1,After Huck forgets his name he tricks Buck into revealing it by having him spell it. 2. Emmeline Grangerford was most interested in the theme of death. 3.Huck rediscovers Jim by following a slave into the woods where Jim has been hiding. 4.Jim and Huck’s raft had been “smashed all to flinders.” 5.Huck feels responsible for Sophia’s elopement because he had fetched the book with all of the information for her secretly.

Chapters 19-20 Identifying Facts

1. Jims theory of the origin of the stars was that they were allowed to be made and the moon laid them. 2. Huck meets the duke and king because they come running at him and beg him to help them and save their livesso he does. 3.The duke and king had been doing dentistry and holding revivals before they met Huck. 4.The king dupes the people at the camp meeting by saying that he is a pirate who has been converted and needs money to catch all of the other pirates. 5.The duke arranges for them to float down the river in the daylight if they just tie up Jim and act like they had just captured him.

Chapters 21-23 Identifying Facts

1.The king and duke first plan a “first class show” including an encore. 2.Sherlourn shoots and kills Boggs. 3.The first performance of the king and duke is received horribly. Everyone except for someone sleeping leaves early. 4.The peoples response to the “Royal Nonesuch” was they tried to bring rotten eggs to throw at them. 5. Jim tells Huck that he used to beat his daughter Elizabeth until he found out she was deaf and blind.

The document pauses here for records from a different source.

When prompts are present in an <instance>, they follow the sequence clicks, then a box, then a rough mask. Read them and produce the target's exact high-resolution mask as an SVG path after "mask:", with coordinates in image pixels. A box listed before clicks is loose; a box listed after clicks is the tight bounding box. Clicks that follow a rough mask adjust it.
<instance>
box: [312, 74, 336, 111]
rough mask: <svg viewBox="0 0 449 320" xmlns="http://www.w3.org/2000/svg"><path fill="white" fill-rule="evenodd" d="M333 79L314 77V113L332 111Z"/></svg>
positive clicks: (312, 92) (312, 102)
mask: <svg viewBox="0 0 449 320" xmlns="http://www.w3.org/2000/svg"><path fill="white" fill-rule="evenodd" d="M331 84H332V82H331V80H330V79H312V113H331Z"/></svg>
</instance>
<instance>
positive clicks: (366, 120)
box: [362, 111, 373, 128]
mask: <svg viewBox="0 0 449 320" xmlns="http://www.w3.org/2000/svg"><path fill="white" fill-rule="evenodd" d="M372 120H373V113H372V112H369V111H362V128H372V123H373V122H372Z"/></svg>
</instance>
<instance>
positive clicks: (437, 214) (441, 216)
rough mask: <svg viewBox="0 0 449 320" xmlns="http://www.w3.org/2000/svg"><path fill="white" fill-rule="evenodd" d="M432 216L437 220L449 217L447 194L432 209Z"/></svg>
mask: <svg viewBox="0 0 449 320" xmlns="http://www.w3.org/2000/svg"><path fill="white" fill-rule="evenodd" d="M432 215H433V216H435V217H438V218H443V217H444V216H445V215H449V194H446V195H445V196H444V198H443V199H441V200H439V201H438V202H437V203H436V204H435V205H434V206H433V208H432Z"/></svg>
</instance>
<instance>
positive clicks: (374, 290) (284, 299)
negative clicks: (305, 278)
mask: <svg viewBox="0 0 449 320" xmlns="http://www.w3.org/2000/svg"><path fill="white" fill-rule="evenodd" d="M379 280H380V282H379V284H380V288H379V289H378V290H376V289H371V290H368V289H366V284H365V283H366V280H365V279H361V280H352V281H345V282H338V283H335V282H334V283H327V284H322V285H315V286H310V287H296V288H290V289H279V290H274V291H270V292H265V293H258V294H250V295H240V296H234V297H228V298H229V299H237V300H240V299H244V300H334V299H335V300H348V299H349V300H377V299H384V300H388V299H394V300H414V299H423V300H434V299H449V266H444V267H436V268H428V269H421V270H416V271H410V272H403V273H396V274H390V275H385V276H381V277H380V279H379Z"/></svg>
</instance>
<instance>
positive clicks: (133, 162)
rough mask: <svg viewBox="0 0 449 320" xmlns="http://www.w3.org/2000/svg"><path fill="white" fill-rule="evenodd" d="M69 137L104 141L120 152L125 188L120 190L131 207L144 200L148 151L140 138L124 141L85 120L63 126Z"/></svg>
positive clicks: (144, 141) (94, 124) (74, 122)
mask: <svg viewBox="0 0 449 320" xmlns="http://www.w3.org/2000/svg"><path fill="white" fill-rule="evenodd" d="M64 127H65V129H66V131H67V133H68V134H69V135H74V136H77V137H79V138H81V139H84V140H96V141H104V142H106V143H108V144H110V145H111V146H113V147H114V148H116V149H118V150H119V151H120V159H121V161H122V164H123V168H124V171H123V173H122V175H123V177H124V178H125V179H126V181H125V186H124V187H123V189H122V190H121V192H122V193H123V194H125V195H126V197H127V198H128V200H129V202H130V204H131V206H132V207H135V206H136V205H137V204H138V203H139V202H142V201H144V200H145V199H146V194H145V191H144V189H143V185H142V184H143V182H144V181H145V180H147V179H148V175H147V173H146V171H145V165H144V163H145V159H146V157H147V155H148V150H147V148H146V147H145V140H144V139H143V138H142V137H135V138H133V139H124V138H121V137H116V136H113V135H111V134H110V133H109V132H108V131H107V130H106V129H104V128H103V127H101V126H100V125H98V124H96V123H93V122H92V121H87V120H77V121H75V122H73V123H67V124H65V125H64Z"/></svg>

Chapters 24-26 Identifying Facts

1.The duke dresses Jim up as a “Sick Arab” so that he doesn’t have to be tied up all day. 2. The king learns about the Wilks family from a man he comes in contact with. 3.The king worries because the gold is $415 short and then he makes a “deffesit” 4.Dr. Robison thinks the king is a fraud because he does a bad imitation of an English accent. 5.Huck is determined to steal the gold back from the duke because Mary Jane is such a sweet girl and he fells guilty.

Chapters 27-29 Identifying Facts

1.Huck hides the money in the coffin and Mary Jane comes in right after he has finished. 2.The disturbance at the funeral is caused by the dog. 3.Huck blames the niggers for stealing the duke and kings money. 4.Hines claims that the duke and king are frauds because he had told them all the information they were using. 5.Levi Bells plan for deciding who is the real Harvey and William Wilks is to have them sign their names.

Chapters 30-32 Identifying Facts

1.The duke thinks the niggers hid the money in the coffin. 2.The duke and king prospered after there escape by starting a dance school. 3.Huck sells Jim out in a letter 4.The Phelps farm is a little one-horse cotton plantation two acres with a fence surrounding them mostly bare and smooth with a log house. 5. Mrs. Phelps thinks that Huck is Tom.

Chapters 33-35 Identifying Facts

1.Tom thinks at first that Huck is his ghost coming back to haunt him. 2.Tom shocks aunt Sally by reaching over her and kissing her on the mouth. 3.Tom pretend to be Sid Sawyer 4.Tom figures out Jim is in the hut by the ash hopper because he sees a nigger man go it there with some vittles and watermelon. 5.Huck and Tom decide to dig Jim out.

Chapters 36-39 Identifying Facts

1.Huck and Tom use a pile of fox fire for a light. 2.Tom steals a pewter spoon and a brass candlestick and sits and listens for Jim snoring. 3.Aunt Sally blames Tom and Huck for stealing uncle Silas’ shirt. 4.Tom wants Jim to water the plant with his tears. 5.The warnings make the family paranoid and afraid to go to bed.

Chapters 40-43 Identifying Facts

1.The last letter makes the Phelps’s question Tom about what he’s been doing. 2.Tom gets hurt when he catches his britches on the rail and then they hear him and he gets shot in the calf of his leg. 3.Huck doesn’t sneak out to see Tom because Aunt Sally makes him feel guilty and he would be breaking her trust. 4.Aunt Polly clarifies the identities of Tom and Huck. 5.Hucks father ends up being the dead man on the houseboat.